O QUE EU PRETENDIA DIZER NA TV SOBRE AS AMBULÂNCIAS DE SERRA


por Luiz Carlos Azenha

“Tenho o costume de guardar os cadernos de anotação que uso durante as reportagens. Faço isso pelo gosto de, anos depois, relembrar episódios da carreira. Outro dia trombei com um caderno dos tempos da Globo de São Paulo. Mais especificamente, do período eleitoral de 2006.

Como vocês devem saber, naquele período vários profissionais da emissora chegaram a se reunir com o chefe local, um sujeito tosco e sonso, para reclamar da cobertura política.

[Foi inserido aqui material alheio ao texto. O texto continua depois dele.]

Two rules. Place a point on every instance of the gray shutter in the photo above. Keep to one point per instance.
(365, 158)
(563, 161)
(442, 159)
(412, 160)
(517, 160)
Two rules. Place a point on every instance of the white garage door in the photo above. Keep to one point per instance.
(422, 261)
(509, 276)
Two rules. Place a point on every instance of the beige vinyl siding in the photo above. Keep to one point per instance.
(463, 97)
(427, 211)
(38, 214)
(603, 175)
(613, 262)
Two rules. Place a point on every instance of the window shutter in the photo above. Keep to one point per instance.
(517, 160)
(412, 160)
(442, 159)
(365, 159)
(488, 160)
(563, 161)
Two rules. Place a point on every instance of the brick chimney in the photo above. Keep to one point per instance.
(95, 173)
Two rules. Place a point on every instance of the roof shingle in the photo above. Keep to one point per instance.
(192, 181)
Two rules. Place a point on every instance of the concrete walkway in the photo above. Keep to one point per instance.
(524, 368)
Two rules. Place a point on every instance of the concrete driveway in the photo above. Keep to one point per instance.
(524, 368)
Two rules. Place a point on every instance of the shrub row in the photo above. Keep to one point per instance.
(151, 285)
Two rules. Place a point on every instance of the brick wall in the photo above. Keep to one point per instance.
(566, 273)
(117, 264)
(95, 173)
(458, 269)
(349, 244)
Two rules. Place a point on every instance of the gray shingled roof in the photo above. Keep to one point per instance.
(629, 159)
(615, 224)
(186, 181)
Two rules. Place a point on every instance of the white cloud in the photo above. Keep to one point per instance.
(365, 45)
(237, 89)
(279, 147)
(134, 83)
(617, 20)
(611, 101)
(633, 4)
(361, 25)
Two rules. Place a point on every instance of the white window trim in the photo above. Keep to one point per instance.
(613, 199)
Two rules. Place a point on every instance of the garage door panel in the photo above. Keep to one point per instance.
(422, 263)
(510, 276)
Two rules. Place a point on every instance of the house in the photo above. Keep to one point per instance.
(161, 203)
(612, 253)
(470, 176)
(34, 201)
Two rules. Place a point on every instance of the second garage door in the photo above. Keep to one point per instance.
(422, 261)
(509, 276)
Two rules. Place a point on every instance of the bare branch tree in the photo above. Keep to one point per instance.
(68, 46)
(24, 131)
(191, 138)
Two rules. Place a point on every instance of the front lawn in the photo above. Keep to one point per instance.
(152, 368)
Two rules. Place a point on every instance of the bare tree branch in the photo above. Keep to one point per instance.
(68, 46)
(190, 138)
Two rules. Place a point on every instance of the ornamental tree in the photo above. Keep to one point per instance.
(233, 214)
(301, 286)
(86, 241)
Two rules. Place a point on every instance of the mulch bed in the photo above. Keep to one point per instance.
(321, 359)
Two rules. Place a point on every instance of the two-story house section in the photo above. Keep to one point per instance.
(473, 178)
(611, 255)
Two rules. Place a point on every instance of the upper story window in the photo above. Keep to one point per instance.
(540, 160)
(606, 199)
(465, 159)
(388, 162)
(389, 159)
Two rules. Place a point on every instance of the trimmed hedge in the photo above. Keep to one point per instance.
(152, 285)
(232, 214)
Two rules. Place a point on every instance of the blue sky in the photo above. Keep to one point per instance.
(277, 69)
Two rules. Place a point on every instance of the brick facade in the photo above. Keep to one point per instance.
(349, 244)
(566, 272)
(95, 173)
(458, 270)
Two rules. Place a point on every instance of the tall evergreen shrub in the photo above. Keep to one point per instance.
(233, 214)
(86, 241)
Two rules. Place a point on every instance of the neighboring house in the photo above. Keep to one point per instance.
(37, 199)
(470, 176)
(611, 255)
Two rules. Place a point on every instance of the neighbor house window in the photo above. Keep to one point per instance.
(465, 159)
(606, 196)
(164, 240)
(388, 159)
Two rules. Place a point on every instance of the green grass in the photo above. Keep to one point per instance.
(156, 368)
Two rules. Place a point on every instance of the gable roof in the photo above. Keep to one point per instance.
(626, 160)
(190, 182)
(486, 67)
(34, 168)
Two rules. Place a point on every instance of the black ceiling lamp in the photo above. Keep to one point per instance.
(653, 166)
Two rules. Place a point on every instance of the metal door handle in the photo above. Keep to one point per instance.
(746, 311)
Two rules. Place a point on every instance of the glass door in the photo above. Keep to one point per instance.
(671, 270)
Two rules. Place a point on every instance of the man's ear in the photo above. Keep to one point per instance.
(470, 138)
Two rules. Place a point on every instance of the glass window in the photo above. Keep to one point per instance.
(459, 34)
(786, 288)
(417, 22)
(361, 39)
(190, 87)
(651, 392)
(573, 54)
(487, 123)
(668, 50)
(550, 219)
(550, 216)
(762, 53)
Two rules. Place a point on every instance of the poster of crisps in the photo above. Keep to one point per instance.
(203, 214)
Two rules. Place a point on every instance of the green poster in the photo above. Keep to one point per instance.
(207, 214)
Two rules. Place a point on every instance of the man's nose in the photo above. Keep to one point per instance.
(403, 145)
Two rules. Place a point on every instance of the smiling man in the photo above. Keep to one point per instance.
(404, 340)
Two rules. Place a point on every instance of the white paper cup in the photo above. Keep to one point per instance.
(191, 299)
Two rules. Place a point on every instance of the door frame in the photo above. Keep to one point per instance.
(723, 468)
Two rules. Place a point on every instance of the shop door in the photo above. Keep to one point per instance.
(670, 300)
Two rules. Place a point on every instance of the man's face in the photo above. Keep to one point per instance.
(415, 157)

Era consenso entre esses profissionais, alguns dos quais continuam na emissora, que a Globo estava mobilizando recursos para investigar escândalos ligados ao governo Lula, enquanto suprimia informações que poderiam ser comprometedoras para o PSDB e, especificamente, José Serra.

Embora eu não tenha participado da reunião mencionada acima, coube a mim a tarefa de colocar em pé uma reportagem sobre o escândalo das ambulâncias. A Globo não pagou nem mesmo para que eu ou algum outro profissional fosse a Piracicaba para ouvir personagens ligados ao caso. A tarefa coube a uma produtora, que fez o trabalho por telefone. Levantamos as informações. A reportagem foi editada. E transmitida para o Rio de Janeiro. Os chefes paulistas aparentemente acreditavam que ela seria colocada no ar.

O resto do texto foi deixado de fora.